To counteract peso devaluation, the BSP modifies the CRPP regulations.
By reducing pressure on the foreign currency spot market, the Bangko Sentral ng Pilipinas (BSP) has expanded the coverage of the Currency Rate Risk Protection Program (CRPP) in order to combat the depreciation of the peso.
Felipe Medalla, the governor of the BSP, said in a statement that the lessons learned from the peso’s decline last year against the dollar “show that spillover of risks is inevitable in an increasingly global and interconnected world.”
We believe that now is a good time to increase Filipino resilience as the peso stabilizes. It was necessary to redesign the CRPP to make it more accessible to banking customers. We achieved this by simplifying and reducing the standards and broadening the scope of transactions that qualify as acceptable FX (foreign exchange),” he said.
In 2022, the local currency was significantly impacted by volatility in the global financial market, which was partly caused by economies recovering from the epidemic, geopolitical tensions abroad, a high global inflation rate, and the direction of the central bank’s policy rates.
The BSP stated in Circular No. 1172, which was published on April 18, 2023, and was signed by Chuchi Fonacier, officer-in-charge of the BSP, that the changes to the CRPP facility’s implementation rules were authorized last March 30 by the Monetary Board (MB), which sets policy.
The CRPP facility, a non-deliverable peso-US dollar forward contract between the BSP and the universal and commercial banks (U/KBs), enables bank clients to insure their foreign currency obligations or transactions against currency fluctuations and fix the exchange rate at a predetermined rate.

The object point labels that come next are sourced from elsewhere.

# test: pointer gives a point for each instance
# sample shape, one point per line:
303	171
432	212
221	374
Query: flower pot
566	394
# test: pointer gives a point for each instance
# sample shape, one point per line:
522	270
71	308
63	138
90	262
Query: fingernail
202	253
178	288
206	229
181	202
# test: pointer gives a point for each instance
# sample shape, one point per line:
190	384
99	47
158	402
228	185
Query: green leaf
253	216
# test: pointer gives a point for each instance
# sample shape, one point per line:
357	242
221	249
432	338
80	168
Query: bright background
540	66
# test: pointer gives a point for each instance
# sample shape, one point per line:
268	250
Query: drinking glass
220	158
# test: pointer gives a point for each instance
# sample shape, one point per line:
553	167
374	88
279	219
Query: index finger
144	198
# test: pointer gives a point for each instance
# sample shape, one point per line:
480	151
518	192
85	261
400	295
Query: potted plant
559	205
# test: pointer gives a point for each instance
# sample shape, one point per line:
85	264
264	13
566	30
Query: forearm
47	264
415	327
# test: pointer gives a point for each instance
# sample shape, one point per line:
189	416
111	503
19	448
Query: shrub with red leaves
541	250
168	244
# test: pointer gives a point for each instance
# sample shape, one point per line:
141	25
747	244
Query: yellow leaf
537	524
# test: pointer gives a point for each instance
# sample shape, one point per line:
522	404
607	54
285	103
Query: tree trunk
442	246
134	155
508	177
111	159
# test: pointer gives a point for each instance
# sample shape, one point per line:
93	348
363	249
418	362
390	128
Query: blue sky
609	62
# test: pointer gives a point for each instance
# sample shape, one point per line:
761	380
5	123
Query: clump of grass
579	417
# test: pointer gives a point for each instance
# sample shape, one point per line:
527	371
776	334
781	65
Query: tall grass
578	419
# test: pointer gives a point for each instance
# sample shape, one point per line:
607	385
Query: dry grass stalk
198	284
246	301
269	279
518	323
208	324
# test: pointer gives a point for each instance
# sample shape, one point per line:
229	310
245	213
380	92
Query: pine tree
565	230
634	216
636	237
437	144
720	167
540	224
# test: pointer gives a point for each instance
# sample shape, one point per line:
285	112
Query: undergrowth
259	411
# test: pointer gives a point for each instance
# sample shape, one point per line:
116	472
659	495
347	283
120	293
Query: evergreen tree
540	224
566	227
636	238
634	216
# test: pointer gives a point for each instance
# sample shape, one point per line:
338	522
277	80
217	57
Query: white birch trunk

According to the BSP, the facility’s document requirements have been “aligned with the existing regulations on FX transactions and have eliminated the notarial rules to enable expedited applications.”
The original trade-related coverage investments and non-trade transactions are now recognized by the new regulations as being eligible for the CRPP facility.
Other modifications to the CRPP facility rules include the removal of the 1-2 p.m. trading window, the change in maximum tenor, and the change in the applicable US dollar interest rate to be used in calculating the non-deliverable US dollar-Philippine peso forward contract rate after the use of the London Interbank Offered Rate (LIBOR) benchmark is discontinued.